A double rainbow over Tullaghan Bay
Keats accused Newton of destroying all the poetry of the rainbow ‘by reducing it to the prismatic colours’. When I first started to notice the rainbows of Tullaghanbaun, part of me didn’t want to see the poetry drowned in a storm of science and angles of reflection and refraction. Isn’t it enough to know that the rainbow comes and goes, I thought, not a thing in itself but a fleeting relationship between me and the sun?
No, it’s not enough. Familiarity breeds not contempt, but curiosity. I began to ask myself why so many bridges to nowhere here, in this land of no promise?
The physics is fairly straightforward. It needs to be, for me to understand it. When light moves from one medium into another where its speed is different, the light ray is bent, or refracted. Because different wavelengths are bent to different extents, the light separates: red bends less sharply than violet, and this refraction is what creates a spectrum of colours.
As light hits the ‘front’ of a droplet of rain it is refracted and separated: instead of passing straight through, some of this refracted light is then reflected from the ‘back’ of the droplet, which acts as a mirror of sorts. And as the light bounces in the general direction of its source, it is refracted once more as it leaves the medium of the water and re-enters the air, and so it separates further. This process of refraction, reflection and refraction is what creates a primary rainbow. The secondary bow, outside the primary and always dimmer than its companion, is caused by light reflecting not once, but twice, bouncing across the back of the droplet before exiting. That second reflection is the reason why the colours are reversed in the secondary.

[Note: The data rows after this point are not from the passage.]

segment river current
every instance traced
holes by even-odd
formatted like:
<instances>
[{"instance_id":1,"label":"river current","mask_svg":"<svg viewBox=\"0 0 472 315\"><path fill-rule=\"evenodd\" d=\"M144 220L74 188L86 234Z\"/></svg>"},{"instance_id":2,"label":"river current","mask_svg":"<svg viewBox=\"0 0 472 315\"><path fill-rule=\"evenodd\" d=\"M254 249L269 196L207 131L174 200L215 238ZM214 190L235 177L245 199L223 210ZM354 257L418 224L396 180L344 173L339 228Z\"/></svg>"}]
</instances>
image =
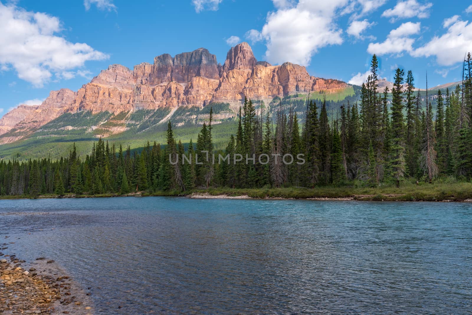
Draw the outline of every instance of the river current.
<instances>
[{"instance_id":1,"label":"river current","mask_svg":"<svg viewBox=\"0 0 472 315\"><path fill-rule=\"evenodd\" d=\"M472 308L470 203L1 200L4 236L92 287L97 314Z\"/></svg>"}]
</instances>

A secondary bow is always there in a theoretical sort of way, but it is usually too faint to be visible unless the primary is bright. Even more theoretical are the tertiary rainbow, the product of three internal reflections; and the quaternary, the product of four. Because light is lost with each reflection, it is rare for these to be visible with the naked eye. Both were photographed for the first time in history in 2011, and three years later a quinary rainbow was observed and photographed in New Mexico appearing in Alexander’s dark band, between the primary and secondary, so faint that even with enhanced imaging you’d be hard put to see it.
In normal circumstances, the most you can hope for is a double rainbow, and the only way to see either a single or a double is to have the sun behind you and rain in front of you. The best time of day is early or late, because the lower the sun is in the sky, the more rainbow you see. Think of a rainbow as the edge of a disc of light, the centre of which is diametrically opposed to the sun in the sky. So as the sun rises, more of this disc sinks below the observer’s horizon, and when the sun reaches a certain height it vanishes altogether. ‘The noonday-bow is therefore best seen “smiling in a winter’s day”,’ said Constable, ‘as in the summer after the sun has passed a certain altitude, a rainbow cannot appear.’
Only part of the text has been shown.